Murió de agotamiento pues la multitud que iba hasta Espinazo, Nuevo León, a verlo, no le daba tregua ni él era lo suficientemente enérgico para darse una tregua. Desde que había llegado a ese lugar en 1921, decidió que ahí se quedaría porque ahí “se halló”
Entre su temprana orfandad y su miseria había vivido de la ceca a la meca hasta entonces, pero ya no se movió más y ahí está todavía en una austera tumba en un templo recargado de decoración popular a más no poder. Ahí quedó su modesta recámara, y ahí se le venera y no falta quien viva a costillas de su memoria.
Se ha creado una iglesia Fidencista Cristiana, pero su sede está en Monterrey. De sus 600 ministros cada semana va uno a decir misa a Espinazo y un grupo de curanderos lo acompañan para atender por módico precio a la gente que acude en busca de “sanación”. Son los llamados “cajitas” o seguidores de sus terapias.

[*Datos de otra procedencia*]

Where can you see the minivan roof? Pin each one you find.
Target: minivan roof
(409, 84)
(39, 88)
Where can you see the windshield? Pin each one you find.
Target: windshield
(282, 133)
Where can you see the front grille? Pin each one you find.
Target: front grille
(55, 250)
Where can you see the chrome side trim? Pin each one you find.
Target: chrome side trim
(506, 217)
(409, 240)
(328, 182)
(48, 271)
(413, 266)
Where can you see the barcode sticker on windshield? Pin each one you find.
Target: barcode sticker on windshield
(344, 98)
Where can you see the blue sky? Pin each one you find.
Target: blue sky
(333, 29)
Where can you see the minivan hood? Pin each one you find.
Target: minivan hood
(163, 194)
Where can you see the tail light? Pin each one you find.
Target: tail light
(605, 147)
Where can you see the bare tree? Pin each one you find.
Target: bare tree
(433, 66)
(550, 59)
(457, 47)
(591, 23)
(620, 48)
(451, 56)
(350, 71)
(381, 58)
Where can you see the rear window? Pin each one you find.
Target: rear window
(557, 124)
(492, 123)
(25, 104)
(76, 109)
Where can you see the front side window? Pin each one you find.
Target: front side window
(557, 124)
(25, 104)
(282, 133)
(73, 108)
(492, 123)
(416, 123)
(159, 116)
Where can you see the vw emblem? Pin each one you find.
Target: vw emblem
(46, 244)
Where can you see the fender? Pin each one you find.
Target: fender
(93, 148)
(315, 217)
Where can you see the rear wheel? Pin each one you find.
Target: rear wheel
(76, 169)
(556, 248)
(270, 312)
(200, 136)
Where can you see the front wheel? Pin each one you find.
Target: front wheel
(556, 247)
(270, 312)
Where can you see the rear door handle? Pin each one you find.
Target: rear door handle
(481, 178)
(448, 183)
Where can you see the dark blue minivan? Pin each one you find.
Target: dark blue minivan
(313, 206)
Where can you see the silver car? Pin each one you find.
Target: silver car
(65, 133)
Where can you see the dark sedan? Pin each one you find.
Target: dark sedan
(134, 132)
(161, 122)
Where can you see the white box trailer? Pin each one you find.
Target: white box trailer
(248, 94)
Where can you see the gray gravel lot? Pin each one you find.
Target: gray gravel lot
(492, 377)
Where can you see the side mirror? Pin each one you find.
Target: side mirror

Después de dos horas, desde Monterrey, llegué a Espinazo, N.L. “El pueblo del Niño Fidencio”, dice ahí. Bien pegadito, pero tangencial, hay un Espinazo, Coahuila. Uno es del municipio de Minas y el otro es de Castaños. Antes sólo se podía ir en tren por la vía que va a Monclova y a Laredo: por ahí llegó un día de febrero de 1828 el tren presidencial para que Plutarco Elías intentara curarse —se dice que de lepra—. Lo acompañaban el gobernador Aarón Sáenz y el general Andrew Almazán… suponemos que ellos nomás para quedar bien.
Frente al templo “principal” hay una pileta de agua muy obscura, a pesar de su poca profundidad. Era donde se bañaban algunos enfermos. Creemos que era sulfurosa, porque ésta abunda en esa región. Es áspera en todos sentidos, menos en lo que se refiere a la cordialidad de sus habitantes, quienes están imbuidos de la tradicional cordialidad y hospitalidad norteña. Los de Espinazo también son así.
Sin embargo hay una clara excepción: se trata de un grupo de personajes de mediana edad, que a media mañana gozaban de las frescuras del templo como si la vida no les corriera, con lo cual quedaba claro que su modus vivendi es el templo mismo; es decir, la memoria del Niño Fidencio…
Obviamente no les convenía la visita de quienes en apariencia gozan de cabal salud y, además, uno de ellos armado de la consabida cámara fotográfica. De tal manera que su desagrado lo hicieron sentir con los peores modales.
De regreso encontramos un letrero que nos sonó irónico: “Feliz viaje y deseamos que hallan [sic] encontrado el alivio y la paz que buscaban”.